Als sehr wichtige Grundlage gelten für diese Arbeit, neben den neuesten wissenschaftlichen Ergebnissen der einschlägigen Universitätsinstitute, z.B. der Univ. für Bodenkultur, Wien, vor allem die Naturlehre Viktor Schaubergers, Theodor Schwenks strömungswissenschaftliche Grundlagen, viele Anregungen aus der anthroposophischen Bewegung Rudolf Steiners und andere mehr. Als Stichworte seine erwähnt: Fischereiökologie, Gewässerbetreuung, Wirbelphysik, Feinenergetische Landschaftswahrnehmung, Lithopunktur, Homöopathie fü die Erde u.s.w.

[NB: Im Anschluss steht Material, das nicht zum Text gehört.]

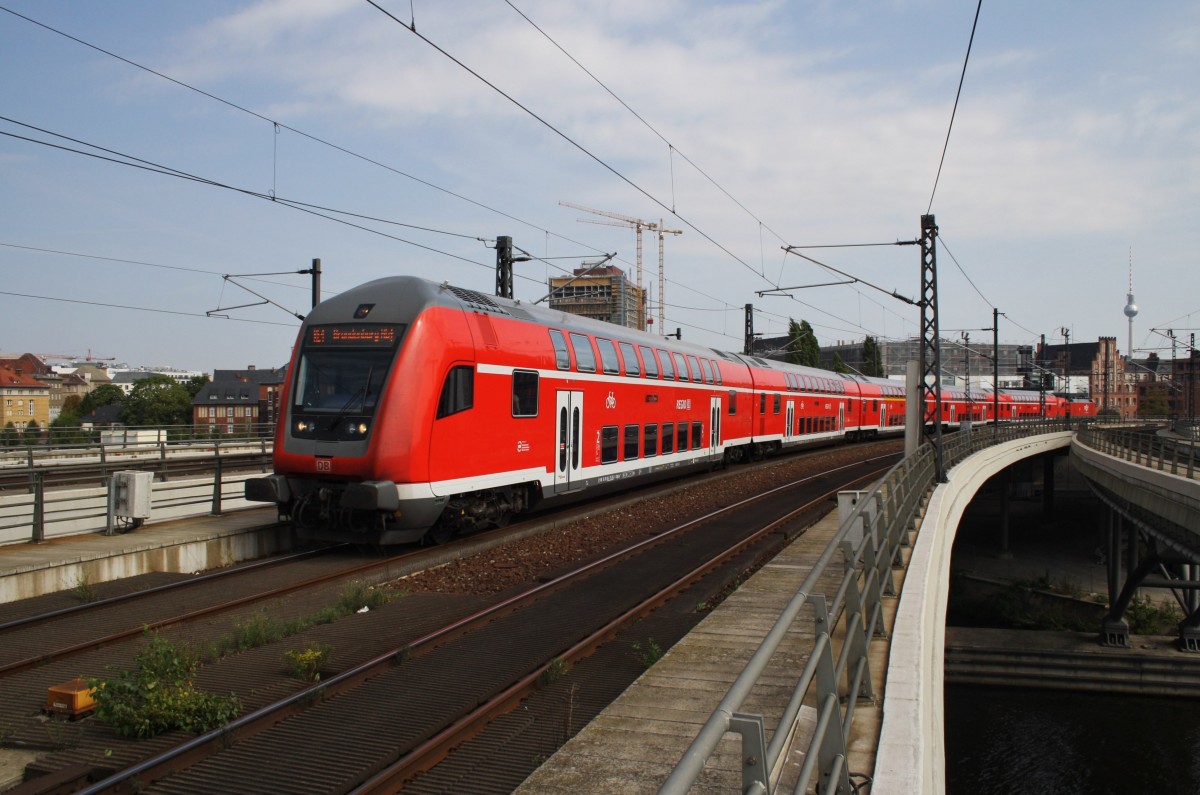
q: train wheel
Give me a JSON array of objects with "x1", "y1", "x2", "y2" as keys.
[{"x1": 421, "y1": 520, "x2": 458, "y2": 546}]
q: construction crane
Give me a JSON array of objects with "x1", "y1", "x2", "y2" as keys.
[
  {"x1": 559, "y1": 202, "x2": 662, "y2": 330},
  {"x1": 34, "y1": 348, "x2": 116, "y2": 361},
  {"x1": 658, "y1": 219, "x2": 683, "y2": 335}
]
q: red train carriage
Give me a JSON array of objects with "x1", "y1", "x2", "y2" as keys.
[
  {"x1": 246, "y1": 276, "x2": 1089, "y2": 544},
  {"x1": 246, "y1": 277, "x2": 756, "y2": 543}
]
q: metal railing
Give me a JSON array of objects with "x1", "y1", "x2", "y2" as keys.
[
  {"x1": 0, "y1": 449, "x2": 271, "y2": 544},
  {"x1": 659, "y1": 420, "x2": 1068, "y2": 795},
  {"x1": 1078, "y1": 428, "x2": 1200, "y2": 479},
  {"x1": 0, "y1": 435, "x2": 274, "y2": 492}
]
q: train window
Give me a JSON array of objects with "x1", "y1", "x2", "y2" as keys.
[
  {"x1": 642, "y1": 425, "x2": 659, "y2": 459},
  {"x1": 600, "y1": 425, "x2": 617, "y2": 464},
  {"x1": 438, "y1": 365, "x2": 475, "y2": 419},
  {"x1": 637, "y1": 345, "x2": 659, "y2": 378},
  {"x1": 672, "y1": 353, "x2": 688, "y2": 381},
  {"x1": 550, "y1": 329, "x2": 571, "y2": 370},
  {"x1": 618, "y1": 342, "x2": 642, "y2": 376},
  {"x1": 659, "y1": 348, "x2": 674, "y2": 381},
  {"x1": 624, "y1": 425, "x2": 638, "y2": 461},
  {"x1": 512, "y1": 370, "x2": 538, "y2": 417},
  {"x1": 596, "y1": 336, "x2": 620, "y2": 375},
  {"x1": 571, "y1": 333, "x2": 596, "y2": 372}
]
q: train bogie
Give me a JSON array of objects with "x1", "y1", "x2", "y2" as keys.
[{"x1": 246, "y1": 277, "x2": 1089, "y2": 544}]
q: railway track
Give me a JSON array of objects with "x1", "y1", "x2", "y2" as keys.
[{"x1": 4, "y1": 444, "x2": 897, "y2": 793}]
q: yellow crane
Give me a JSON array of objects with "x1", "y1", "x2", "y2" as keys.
[{"x1": 559, "y1": 201, "x2": 683, "y2": 334}]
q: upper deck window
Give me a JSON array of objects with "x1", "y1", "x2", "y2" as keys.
[
  {"x1": 637, "y1": 345, "x2": 659, "y2": 378},
  {"x1": 571, "y1": 331, "x2": 596, "y2": 372},
  {"x1": 672, "y1": 353, "x2": 688, "y2": 381},
  {"x1": 596, "y1": 336, "x2": 620, "y2": 375},
  {"x1": 659, "y1": 349, "x2": 674, "y2": 381},
  {"x1": 619, "y1": 342, "x2": 642, "y2": 376},
  {"x1": 550, "y1": 329, "x2": 571, "y2": 370}
]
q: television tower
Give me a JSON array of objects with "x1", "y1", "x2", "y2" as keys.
[{"x1": 1124, "y1": 246, "x2": 1138, "y2": 360}]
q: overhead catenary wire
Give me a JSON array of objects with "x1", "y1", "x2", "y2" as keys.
[
  {"x1": 0, "y1": 6, "x2": 638, "y2": 279},
  {"x1": 0, "y1": 289, "x2": 295, "y2": 328},
  {"x1": 366, "y1": 0, "x2": 769, "y2": 289},
  {"x1": 925, "y1": 0, "x2": 983, "y2": 215},
  {"x1": 0, "y1": 4, "x2": 902, "y2": 345},
  {"x1": 504, "y1": 0, "x2": 786, "y2": 249}
]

Ohne daß diese Thematik von einer breiteren Schicht "einschlägig" Informierter und Interessierter speziell aufgenommen und realisiert wird, ergibt sich gerade in diesem, heute oft abschätzig, mit dem Wort "Esoterik" abgetanen, Bereich endlich die Möglichkeit, der Erde auf ihre feinstoffliche Ebene zu helfen und so auch die ihr zugefügten stofflichen Vergewaltigungen auszubalancieren.

Der erkenntnisreiche Weg Marc Mößmers bietet breitgefächerte Einsichten in die ganzheitlichen Zusammenhänge unseres Lebensraumes. Anhand anwendbarer Modelle und verblüffend einfacher Rezepte, führt er seine Gesprächspartner zu Denkansätzen, welche faszinierende Ausblicke auf eine zukünftige Agrar-, Forst- und Wasserwirtschaft bieten, die uns sehr bald alle hautnah betreffen werden.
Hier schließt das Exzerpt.